Deep learning-based image analysis of eyelid morphology in thyroid-associated ophthalmopathy

Ji Shao; Xingru Huang; Tao Gao; Jing Cao; Yaqi Wang; Qianni Zhang; Lixia Lou; Juan Ye

doi:10.21037/qims-22-551

Deep learning-based image analysis of eyelid morphology in thyroid-associated ophthalmopathy

Quant Imaging Med Surg. 2023 Mar 1;13(3):1592-1604. doi: 10.21037/qims-22-551. Epub 2023 Jan 3.

Authors

Ji Shao^#¹, Xingru Huang^#², Tao Gao¹, Jing Cao¹, Yaqi Wang³, Qianni Zhang², Lixia Lou¹, Juan Ye¹

Affiliations

¹ Department of Ophthalmology, The Second Affiliated Hospital of Zhejiang University, School of Medicine, Hangzhou, China.
² School of Electronic Engineering and Computer Science, Queen Mary University of London, London, UK.
³ College of Media Engineering, Communication University of Zhejiang, Hangzhou, China.

^# Contributed equally.

Abstract

Background: We aimed to propose a deep learning-based approach to automatically measure eyelid morphology in patients with thyroid-associated ophthalmopathy (TAO).
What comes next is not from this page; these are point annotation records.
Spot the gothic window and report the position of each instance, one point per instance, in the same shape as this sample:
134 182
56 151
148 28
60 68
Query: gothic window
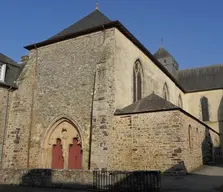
204 109
57 156
137 81
165 92
180 102
75 155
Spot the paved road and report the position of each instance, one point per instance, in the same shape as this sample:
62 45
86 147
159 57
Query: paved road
34 189
206 179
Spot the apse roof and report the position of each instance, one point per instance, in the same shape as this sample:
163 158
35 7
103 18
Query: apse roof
162 53
13 70
203 78
150 103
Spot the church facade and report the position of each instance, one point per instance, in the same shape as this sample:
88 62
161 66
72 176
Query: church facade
93 97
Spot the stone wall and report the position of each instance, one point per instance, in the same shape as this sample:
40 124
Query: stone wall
153 78
19 121
57 82
155 141
47 178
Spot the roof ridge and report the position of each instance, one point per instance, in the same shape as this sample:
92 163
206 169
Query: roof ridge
202 67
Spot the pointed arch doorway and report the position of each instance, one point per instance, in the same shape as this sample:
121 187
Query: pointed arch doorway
62 146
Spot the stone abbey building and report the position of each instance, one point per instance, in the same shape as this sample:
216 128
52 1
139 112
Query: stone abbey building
93 97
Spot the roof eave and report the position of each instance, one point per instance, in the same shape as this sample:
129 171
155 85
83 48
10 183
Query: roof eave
118 113
73 35
5 85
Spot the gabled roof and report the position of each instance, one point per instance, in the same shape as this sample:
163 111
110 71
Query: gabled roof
96 18
162 53
6 60
150 103
13 71
201 79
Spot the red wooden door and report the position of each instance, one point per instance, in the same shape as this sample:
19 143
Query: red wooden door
75 156
57 156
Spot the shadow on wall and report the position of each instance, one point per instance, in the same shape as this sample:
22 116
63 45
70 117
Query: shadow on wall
207 148
220 120
205 178
45 178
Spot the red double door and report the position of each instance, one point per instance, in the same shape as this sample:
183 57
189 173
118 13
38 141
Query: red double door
74 158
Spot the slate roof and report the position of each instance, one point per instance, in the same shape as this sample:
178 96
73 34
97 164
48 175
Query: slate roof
162 53
94 19
13 71
203 78
150 103
6 60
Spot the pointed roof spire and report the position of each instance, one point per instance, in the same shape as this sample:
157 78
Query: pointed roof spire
97 6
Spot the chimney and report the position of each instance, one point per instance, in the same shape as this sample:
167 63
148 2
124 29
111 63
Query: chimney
24 59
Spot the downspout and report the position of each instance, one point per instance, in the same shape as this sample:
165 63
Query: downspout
5 121
92 108
91 123
32 106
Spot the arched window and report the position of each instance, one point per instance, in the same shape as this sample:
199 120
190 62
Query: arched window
165 92
137 81
180 102
204 109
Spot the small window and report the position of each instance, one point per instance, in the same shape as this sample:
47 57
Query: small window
137 81
204 109
180 102
189 136
165 92
2 72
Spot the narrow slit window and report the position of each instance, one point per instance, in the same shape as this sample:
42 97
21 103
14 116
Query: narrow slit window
204 109
137 81
165 92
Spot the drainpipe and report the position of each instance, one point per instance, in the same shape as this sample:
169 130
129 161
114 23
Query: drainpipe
91 123
5 120
32 106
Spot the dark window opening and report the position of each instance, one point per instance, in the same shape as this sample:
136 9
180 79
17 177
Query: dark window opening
204 109
137 82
Methods: This prospective study consecutively included 74 eyes of patients with TAO and 74 eyes of healthy volunteers visiting the ophthalmology department in a tertiary hospital. Patients diagnosed as TAO and healthy volunteers who were age- and gender-matched met the eligibility criteria for recruitment. Facial images were taken under the same light conditions. Comprehensive eyelid morphological parameters, such as palpebral fissure (PF) length, margin reflex distance (MRD), eyelid retraction distance, eyelid length, scleral area, and mid-pupil lid distance (MPLD), were automatically calculated using our deep learning-based analysis system. MRD1 and 2 were manually measured. Bland-Altman plots and intraclass correlation coefficients (ICCs) were performed to assess the agreement between automatic and manual measurements of MRDs. The asymmetry of the eyelid contour was analyzed using the temporal: nasal ratio of the MPLD. All eyelid features were compared between TAO eyes and control eyes using the independent samples t-test.

Results: A strong agreement between automatic and manual measurement was indicated. Biases of MRDs in TAO eyes and control eyes ranged from -0.01 mm [95% limits of agreement (LoA): -0.64 to 0.63 mm] to 0.09 mm (LoA: -0.46 to 0.63 mm). ICCs ranged from 0.932 to 0.980 (P<0.001). Eyelid features were significantly different in TAO eyes and control eyes, including MRD1 (4.82±1.59 vs. 2.99±0.81 mm; P<0.001), MRD2 (5.89±1.16 vs. 5.47±0.73 mm; P=0.009), upper eyelid length (UEL) (27.73±4.49 vs. 25.42±4.35 mm; P=0.002), lower eyelid length (LEL) (31.51±4.59 vs. 26.34±4.72 mm; P<0.001), and total scleral area (SA_TOTAL) (96.14±34.38 vs. 56.91±14.97 mm²; P<0.001). The MPLDs at all angles showed significant differences in the 2 groups of eyes (P=0.008 at temporal 180°; P<0.001 at other angles). The greatest temporal-nasal asymmetry appeared at 75° apart from the midline in TAO eyes.

Conclusions: Our proposed system allowed automatic, comprehensive, and objective measurement of eyelid morphology by only using facial images, which has potential application prospects in TAO. Future work with a large sample of patients that contains different TAO subsets is warranted.

Keywords: Thyroid-associated ophthalmopathy (TAO); automatic measurement; deep learning; eyelid morphology; facial images.